If you look at the decision-making procedure of something which started out using CDT after it self-modifies a few times, the decision procedure probably won't look like CDT, even though it was implemented by CDT making "precommitments".

And while CDT mostly does well when the games are repeated, there are flaws that CDT won't be able to self-correct (roughly corresponding to CDT's inability to make retrocommitments), these will be the subject of future posts.

Comment author: V_V 28 September 2014 01:54:52PM 1 point [-]

Consider the arguments of CDT agents as they twobox, when they claim that they would have liked to precommit but they missed their opportunity

Why would they do that?
CDT two-boxes because CDT simply fails to understand that the content of the box is influenced by its decision. It deliberately uses an incorrect epistemic model.
So when the agent two-boxes and it obtains a reward different than what it had predicted, it will simply think it has been lied to, or if it is one hundred percent, certain that the model was correct, then it will experience a logical contradiction, halt and catch fire.

Comment author: lackofcheese 26 September 2014 06:50:43PM *  1 point [-]

Actually, I think AIXI is basically CDT-like, and I suspect that it would two-box on Newcomb's problem.

At a highly abstract level, the main difference between AIXI and a CDT agent is that AIXI has a generalized way of modeling physics (but it has a built-in assumption of forward causality), whereas the CDT agent needs you to tell it what the physics is in order to make a decision.

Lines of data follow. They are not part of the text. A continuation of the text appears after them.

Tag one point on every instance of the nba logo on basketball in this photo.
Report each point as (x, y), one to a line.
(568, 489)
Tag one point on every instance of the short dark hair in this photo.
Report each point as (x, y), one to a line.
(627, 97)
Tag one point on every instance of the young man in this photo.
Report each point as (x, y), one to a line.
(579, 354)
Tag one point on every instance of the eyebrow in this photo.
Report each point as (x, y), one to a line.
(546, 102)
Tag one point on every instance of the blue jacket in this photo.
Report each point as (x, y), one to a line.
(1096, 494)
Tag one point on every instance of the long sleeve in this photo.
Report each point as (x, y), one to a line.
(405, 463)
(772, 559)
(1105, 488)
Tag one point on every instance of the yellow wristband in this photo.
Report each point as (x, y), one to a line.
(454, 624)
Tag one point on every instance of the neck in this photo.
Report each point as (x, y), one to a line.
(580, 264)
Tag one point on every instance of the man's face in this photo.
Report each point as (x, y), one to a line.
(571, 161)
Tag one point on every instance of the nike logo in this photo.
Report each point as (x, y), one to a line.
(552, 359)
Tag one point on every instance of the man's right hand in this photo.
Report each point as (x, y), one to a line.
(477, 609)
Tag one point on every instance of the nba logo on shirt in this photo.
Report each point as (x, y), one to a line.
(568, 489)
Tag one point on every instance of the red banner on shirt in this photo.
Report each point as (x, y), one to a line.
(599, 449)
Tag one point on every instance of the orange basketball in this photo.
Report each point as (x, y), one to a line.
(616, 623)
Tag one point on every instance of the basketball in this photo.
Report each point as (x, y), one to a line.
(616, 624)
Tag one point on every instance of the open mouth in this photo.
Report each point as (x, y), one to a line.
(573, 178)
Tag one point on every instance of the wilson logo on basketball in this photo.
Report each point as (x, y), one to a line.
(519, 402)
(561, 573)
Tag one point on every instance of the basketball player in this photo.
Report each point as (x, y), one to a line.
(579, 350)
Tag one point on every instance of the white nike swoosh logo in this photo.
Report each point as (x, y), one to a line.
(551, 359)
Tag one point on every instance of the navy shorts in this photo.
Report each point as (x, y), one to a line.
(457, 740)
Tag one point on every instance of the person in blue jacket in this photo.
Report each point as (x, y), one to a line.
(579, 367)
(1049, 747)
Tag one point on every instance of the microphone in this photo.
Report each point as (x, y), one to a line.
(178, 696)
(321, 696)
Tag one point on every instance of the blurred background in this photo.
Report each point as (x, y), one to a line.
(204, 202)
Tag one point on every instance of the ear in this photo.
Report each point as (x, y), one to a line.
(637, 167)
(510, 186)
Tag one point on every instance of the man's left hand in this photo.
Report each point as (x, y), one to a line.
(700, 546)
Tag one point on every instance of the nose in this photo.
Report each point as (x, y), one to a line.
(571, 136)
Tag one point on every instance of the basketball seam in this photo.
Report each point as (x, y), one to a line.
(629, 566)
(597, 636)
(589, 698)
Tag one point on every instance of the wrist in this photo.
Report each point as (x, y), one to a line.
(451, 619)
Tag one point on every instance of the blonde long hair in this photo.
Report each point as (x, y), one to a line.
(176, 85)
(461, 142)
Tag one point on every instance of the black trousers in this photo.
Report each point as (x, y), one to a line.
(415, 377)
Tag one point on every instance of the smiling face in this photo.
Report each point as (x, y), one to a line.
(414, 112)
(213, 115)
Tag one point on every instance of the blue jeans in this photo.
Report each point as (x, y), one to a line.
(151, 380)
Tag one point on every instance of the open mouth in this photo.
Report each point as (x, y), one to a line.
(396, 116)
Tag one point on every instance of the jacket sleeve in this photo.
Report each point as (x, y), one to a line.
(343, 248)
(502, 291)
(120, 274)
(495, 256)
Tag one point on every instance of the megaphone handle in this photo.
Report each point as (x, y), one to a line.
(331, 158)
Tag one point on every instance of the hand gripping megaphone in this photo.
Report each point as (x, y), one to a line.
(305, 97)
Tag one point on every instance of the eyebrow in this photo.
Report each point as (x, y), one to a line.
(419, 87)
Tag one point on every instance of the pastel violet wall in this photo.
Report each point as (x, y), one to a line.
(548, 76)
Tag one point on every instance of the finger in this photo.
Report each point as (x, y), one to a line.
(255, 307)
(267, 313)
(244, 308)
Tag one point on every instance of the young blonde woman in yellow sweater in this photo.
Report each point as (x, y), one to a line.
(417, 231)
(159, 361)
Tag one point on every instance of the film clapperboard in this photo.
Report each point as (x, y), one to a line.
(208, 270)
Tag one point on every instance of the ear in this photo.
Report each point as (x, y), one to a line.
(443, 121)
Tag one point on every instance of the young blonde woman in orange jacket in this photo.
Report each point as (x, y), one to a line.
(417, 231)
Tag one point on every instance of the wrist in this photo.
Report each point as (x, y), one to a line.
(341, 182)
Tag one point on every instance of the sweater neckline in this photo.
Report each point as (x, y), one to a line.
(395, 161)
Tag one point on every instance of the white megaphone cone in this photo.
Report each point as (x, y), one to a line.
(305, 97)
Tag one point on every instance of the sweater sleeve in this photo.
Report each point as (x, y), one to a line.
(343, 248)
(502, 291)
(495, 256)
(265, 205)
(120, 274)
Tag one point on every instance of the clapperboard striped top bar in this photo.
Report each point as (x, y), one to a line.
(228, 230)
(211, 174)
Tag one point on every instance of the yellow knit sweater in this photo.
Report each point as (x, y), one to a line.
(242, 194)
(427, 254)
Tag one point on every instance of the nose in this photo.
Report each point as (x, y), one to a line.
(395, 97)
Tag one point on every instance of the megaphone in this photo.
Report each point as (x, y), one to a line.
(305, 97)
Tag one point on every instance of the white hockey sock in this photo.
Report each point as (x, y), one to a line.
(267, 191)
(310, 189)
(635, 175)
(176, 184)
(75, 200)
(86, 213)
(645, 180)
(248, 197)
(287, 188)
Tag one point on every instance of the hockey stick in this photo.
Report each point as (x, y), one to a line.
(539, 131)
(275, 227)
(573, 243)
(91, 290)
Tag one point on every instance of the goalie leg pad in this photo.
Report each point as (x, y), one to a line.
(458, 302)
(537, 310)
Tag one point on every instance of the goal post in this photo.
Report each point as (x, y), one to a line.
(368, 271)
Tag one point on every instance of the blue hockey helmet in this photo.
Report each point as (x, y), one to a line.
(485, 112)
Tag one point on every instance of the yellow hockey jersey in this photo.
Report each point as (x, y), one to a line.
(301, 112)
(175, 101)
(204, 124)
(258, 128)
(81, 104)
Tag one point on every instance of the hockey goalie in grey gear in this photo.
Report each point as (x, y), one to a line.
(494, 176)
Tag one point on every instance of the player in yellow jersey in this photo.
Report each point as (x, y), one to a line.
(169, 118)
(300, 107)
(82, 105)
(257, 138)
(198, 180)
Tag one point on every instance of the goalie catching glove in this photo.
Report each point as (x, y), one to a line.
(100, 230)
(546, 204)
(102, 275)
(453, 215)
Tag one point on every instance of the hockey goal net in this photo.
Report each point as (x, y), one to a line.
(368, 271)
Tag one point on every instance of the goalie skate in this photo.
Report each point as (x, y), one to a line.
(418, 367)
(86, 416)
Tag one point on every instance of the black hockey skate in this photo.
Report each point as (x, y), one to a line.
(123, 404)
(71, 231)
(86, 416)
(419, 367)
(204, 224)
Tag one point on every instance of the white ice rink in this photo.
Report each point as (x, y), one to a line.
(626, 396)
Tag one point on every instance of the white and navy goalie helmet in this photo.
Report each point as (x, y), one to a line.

The optimality of the AIXI algorithm is predicated on viewing itself as a "black box" as far as its interactions with the environment are concerned, which is more or less what the CDT agent does when it makes a decision.

Comment author: V_V 28 September 2014 01:36:33PM 1 point [-]

Actually, I think AIXI is basically CDT-like, and I suspect that it would two-box on Newcomb's problem.

AIXI is a machine learning (hyper-)algorithm, hence we can't expect it to perform better than a random coin toss on a one-shot problem.

If you repeatedly pose Newcomb's problem to an AIXI agent, it will quickly learn to one-box.
Trivially, AIXI doesn't model the problem acausal structure in any way. For AIXI, this is just a matter of setting a bit and getting a reward, and AIXI will easily figuring out that setting its decision bit to "one-box" yields an higher expected reward that setting it to "two-box".
In fact, you don't even need an AIXI agent to do that: any reinforcement learning toy agent will be able to do that.

Comment author: lackofcheese 24 September 2014 10:01:06PM *  2 points [-]

The term "max-payoff equilibrium" is ill-defined.

Consider this pair of bots:
1) ExtortionBot, who defects for 80 rounds, and then cooperates with you for 20 rounds if and only if you cooperated for all of the first 80 (otherwise it defects for those rounds as well).
2) WeakBot, who always defects for the last 20 rounds, and cooperates with you for the first 80 if and only if it simulates that you will cooperate for the last 20 rounds iff WeakBot cooperates with you for the first 80 (otherwise it defects for the first 80).

The maximum score you can get vs ExtortionBot is 100 points, which is how many points WeakBot gets.
The maximum score you can get vs WeakBot is 400 points, which is how many points ExtortionBot gets.

Ergo ExtortionBot/WeakBot forms a Nash Equilibrium. Is that a max-payoff equilibrium, or is it not?

Comment author: V_V 28 September 2014 12:54:38PM *  2 points [-]

That means that this game is a symmetric bargaining problem.
According to Wikipedia, proposed solutions are symmetric, Pareto-optimal (i.e. "max-payoff") equilibria.

It seems to me that VOFB or something similar to it is a strategy leading to one of these equilibria (do other symmetric Pareto-optimal equilibria exist?)